World sport is packed with examples of those who have come so close to glory yet mentally collapsed at the final moment. Here, we give you a run through some of the most famous sporting moments when the mental pressure proved too much , and give you the experts view, plus some top tips to help you with your mental game.
Last-minute sports mishaps
Golfer Jean Van de Velde proved another fine sportsman crushingly defeated by a last-minute mishap. The Frenchman was on course to pull off a surprise victory in the 1999 British Open at Carnoustie in Scotland, only needing a double-bogey to win the championship. He had birdied the 18th hole in the two previous rounds but disaster was imminent.
Van de Velde played an awful first shot, barely escaping the water. Things soon got worse as the golfer then hit a shot towards the green, which ended up hitting the grandstand and shooting backwards 50 yards. This sudden catalogue of errors concluded with a tired third shot which got tangled in the rough and flew back into the water. Cue Van de Velde took off his shoes and socks to try and play his way out of trouble. The Frenchman eventually putted with a triple-bogey seven but, after previously being three shots ahead, lost a three-way playoff to Paul Lawrie.
The line between sporting glory and notoriety is incredibly thin and the margin for error shortens each year. For every sporting giant, holding their nerve to stage a remarkable comeback, there is another tale of psychological self-destruction. Even highly focused competitors have fallen foul of unwanted pressure. Steve Davis famously lost the 1985 World Snooker Championship final to Dennis Taylor on the last frame’s black ball after initially leading 8-0. This was despite him staying focused enough to win six other titles. Similarly, Jana Novotna’s stunning collapse in the 1993 Wimbledon final – after easily leading 2-1 against Steffi Graf – was so painful it led her to cry on the Duchess of Kent’s shoulder during the prize-giving ceremony.

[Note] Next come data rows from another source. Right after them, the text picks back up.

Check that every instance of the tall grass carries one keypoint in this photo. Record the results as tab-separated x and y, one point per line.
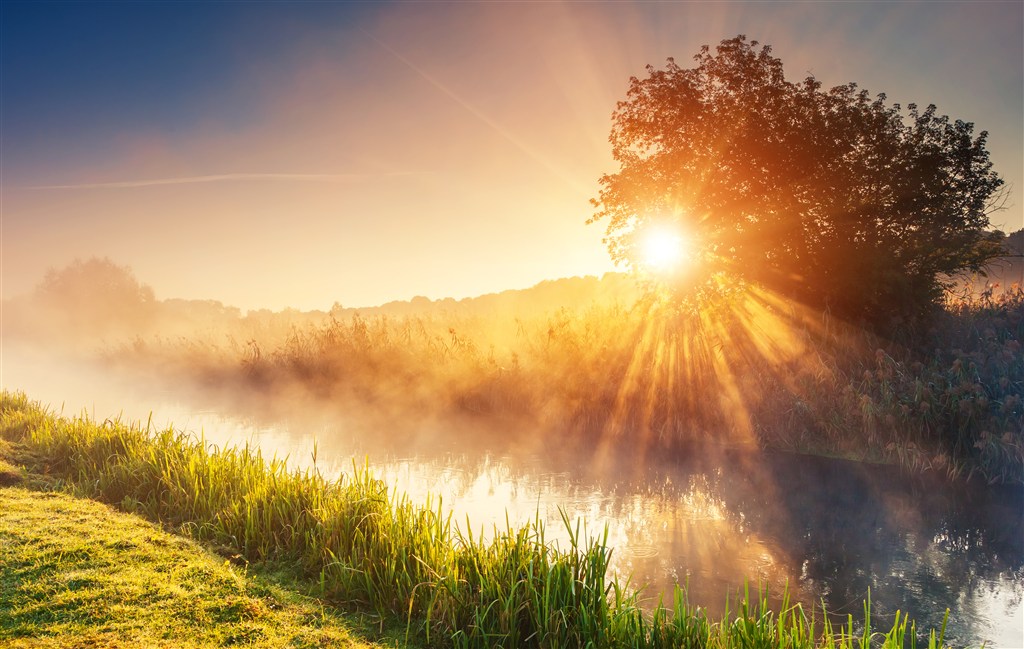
361	544
949	399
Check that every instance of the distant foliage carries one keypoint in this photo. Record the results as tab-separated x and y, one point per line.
88	300
833	198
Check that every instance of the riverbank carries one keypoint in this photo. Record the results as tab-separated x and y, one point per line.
75	572
358	545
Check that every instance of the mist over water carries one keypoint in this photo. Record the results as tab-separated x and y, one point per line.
711	518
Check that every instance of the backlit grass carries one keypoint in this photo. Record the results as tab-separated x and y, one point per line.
363	545
77	573
755	372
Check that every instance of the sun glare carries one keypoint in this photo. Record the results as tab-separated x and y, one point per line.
666	250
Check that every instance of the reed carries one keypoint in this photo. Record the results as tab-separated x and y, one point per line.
949	399
365	545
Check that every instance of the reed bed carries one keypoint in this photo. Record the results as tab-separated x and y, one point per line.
947	399
367	546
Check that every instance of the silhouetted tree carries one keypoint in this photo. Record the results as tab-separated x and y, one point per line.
832	198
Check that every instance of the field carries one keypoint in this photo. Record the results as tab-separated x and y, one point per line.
756	372
351	543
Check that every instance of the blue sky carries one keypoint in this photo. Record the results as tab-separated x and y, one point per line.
315	152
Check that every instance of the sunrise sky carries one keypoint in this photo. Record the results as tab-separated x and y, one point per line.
272	155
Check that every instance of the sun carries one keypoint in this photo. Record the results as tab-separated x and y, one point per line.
666	250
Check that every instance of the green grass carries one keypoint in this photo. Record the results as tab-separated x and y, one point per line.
755	372
75	572
357	544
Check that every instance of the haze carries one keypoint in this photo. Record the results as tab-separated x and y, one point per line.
275	156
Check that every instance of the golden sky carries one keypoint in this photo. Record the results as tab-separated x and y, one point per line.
271	155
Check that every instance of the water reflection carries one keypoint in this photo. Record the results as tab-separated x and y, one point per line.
711	518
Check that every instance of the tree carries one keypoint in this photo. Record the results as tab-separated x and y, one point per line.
95	297
832	198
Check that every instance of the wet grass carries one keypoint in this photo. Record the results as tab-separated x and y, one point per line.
948	398
78	573
360	545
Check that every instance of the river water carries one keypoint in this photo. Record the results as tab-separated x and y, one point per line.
713	519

With the stakes for sporting glory at an all-time high and increasing media scrutiny, help is thankfully at hand for sports stars feeling the pressure. Sports psychology is a developing science that gives competitors mental and emotional support to deal with aspects of their physical performance, including things such as self-belief, concentration and coping with pressure. The role of the sports psychologist is to boost an athlete’s confidence, as well as improving their mental endurance for long-term periods of concentration.

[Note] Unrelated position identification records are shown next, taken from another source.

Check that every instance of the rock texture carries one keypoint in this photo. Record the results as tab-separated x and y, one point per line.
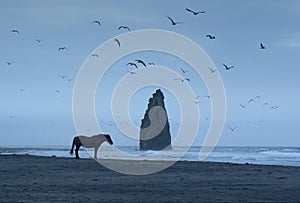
155	129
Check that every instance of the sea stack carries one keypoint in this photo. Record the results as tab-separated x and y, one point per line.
155	128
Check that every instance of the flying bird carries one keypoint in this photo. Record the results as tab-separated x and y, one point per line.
62	48
251	100
132	64
232	129
207	96
118	42
95	55
96	22
243	106
266	104
194	12
212	70
182	79
227	67
173	22
141	62
124	27
211	36
183	71
131	72
15	31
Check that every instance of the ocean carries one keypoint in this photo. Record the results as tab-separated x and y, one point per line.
288	156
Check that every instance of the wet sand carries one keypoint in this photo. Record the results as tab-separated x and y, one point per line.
26	178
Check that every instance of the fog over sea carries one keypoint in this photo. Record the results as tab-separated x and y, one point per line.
288	156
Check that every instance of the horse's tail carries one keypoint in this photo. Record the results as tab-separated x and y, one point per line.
73	143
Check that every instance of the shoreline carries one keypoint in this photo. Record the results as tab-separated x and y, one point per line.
30	178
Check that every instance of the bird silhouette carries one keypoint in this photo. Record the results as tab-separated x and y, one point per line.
173	22
132	64
132	72
207	96
227	67
96	22
243	106
118	42
95	55
211	36
15	31
124	27
182	79
183	71
194	12
141	62
266	104
212	70
232	129
251	100
62	48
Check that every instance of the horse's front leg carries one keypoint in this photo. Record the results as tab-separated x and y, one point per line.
95	152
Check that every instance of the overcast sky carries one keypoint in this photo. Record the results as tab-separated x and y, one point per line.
37	80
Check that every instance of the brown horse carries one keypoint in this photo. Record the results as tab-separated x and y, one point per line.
89	142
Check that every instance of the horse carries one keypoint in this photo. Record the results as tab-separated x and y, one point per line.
90	142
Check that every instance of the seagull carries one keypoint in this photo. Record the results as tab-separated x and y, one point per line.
182	79
207	96
227	67
232	129
172	21
184	71
124	27
251	100
132	72
142	62
212	70
266	104
194	12
211	37
62	76
132	64
118	42
95	55
243	106
62	48
96	22
15	31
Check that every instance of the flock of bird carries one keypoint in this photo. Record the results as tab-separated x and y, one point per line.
138	63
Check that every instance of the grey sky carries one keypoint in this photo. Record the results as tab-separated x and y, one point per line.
33	112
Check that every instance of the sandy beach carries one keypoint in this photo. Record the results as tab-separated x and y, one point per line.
26	178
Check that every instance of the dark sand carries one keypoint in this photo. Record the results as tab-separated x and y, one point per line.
50	179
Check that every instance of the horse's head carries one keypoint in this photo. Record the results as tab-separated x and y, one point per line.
108	139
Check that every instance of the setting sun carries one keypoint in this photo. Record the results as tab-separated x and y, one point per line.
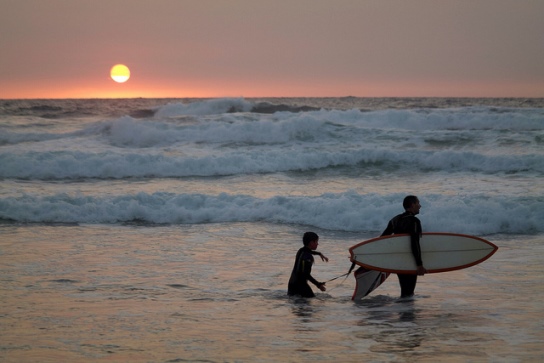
120	73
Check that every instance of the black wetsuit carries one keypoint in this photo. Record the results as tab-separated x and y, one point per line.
302	270
407	223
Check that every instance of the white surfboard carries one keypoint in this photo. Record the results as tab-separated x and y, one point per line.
440	252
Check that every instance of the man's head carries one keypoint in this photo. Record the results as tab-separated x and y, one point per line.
411	204
309	239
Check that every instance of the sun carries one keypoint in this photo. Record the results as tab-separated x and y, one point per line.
120	73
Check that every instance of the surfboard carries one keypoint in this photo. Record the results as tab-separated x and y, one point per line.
440	252
367	281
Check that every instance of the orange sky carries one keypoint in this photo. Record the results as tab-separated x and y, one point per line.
248	48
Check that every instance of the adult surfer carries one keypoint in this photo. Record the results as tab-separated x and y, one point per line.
408	223
302	270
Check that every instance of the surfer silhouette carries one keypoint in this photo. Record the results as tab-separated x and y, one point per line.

Research into penalty shootouts by the Dutch psychologist Geir Jordet has revealed that sporting pressure mounts the longer a contest goes on. His research recommended that players can only overcome their fears of failure by rehearsing their entire routine in advance, composing their thoughts before each kick.
UK-based psychologist Rachel Foxwell agrees with Jordet’s analysis, of mounting pressure increasing nerves and lowering players’ confidence. She believes this can be further applied to sports other than football.
'Sports psychology is a growing trend that aims to get players to battle through the pressure of their game and not bottle it by being affected by the noise of the crowd or even the size of an imposing competitor,' she says. 'The ability to get over the fear of failure can definitely be taught through psychology; it just requires a lot of mental strength.
'Players need to learn to focus on their goal, taking each kick or shot at a time and removing the crowd and tiredness from their thoughts. I believe this can be taught through sports psychology.'
Paul Dent, a London-based sports psychologist who has worked with Great British hockey team players, agrees over this need to focus on the present.
He said: 'The task is to focus on what you are doing, i.e. having a narrow attentional focus on the here-and-now – not the fact that millions of people are watching (which is a broad attentional focus) or the implications of missing (the future).
'Mental strength is the ability to do the above in the most difficult of situations and comes from experience.'
Andy Scott, a businessman from California, achieved the gold award for a sub nine hour completion of the hardest biking trail in Colorado. Better yet, he climbed the highest mountain in California, the 14000 ft (approx 4267m) mount Tyndall.
He says that it is the thoughts of his family and the preparation beforehand that allows him to succeed in extreme high altitude conditions. He also points out that knowing that your brain will start to tell you that you’re tired and that you want to quit is the first hurdle, but once you overcome that you can achieve flow state where you are fully concentrated on the present moment, thinking of nothing else, and your body achieves its maximum output. If you can overcome the initial fear response, you’re on a guaranteed pathway to success.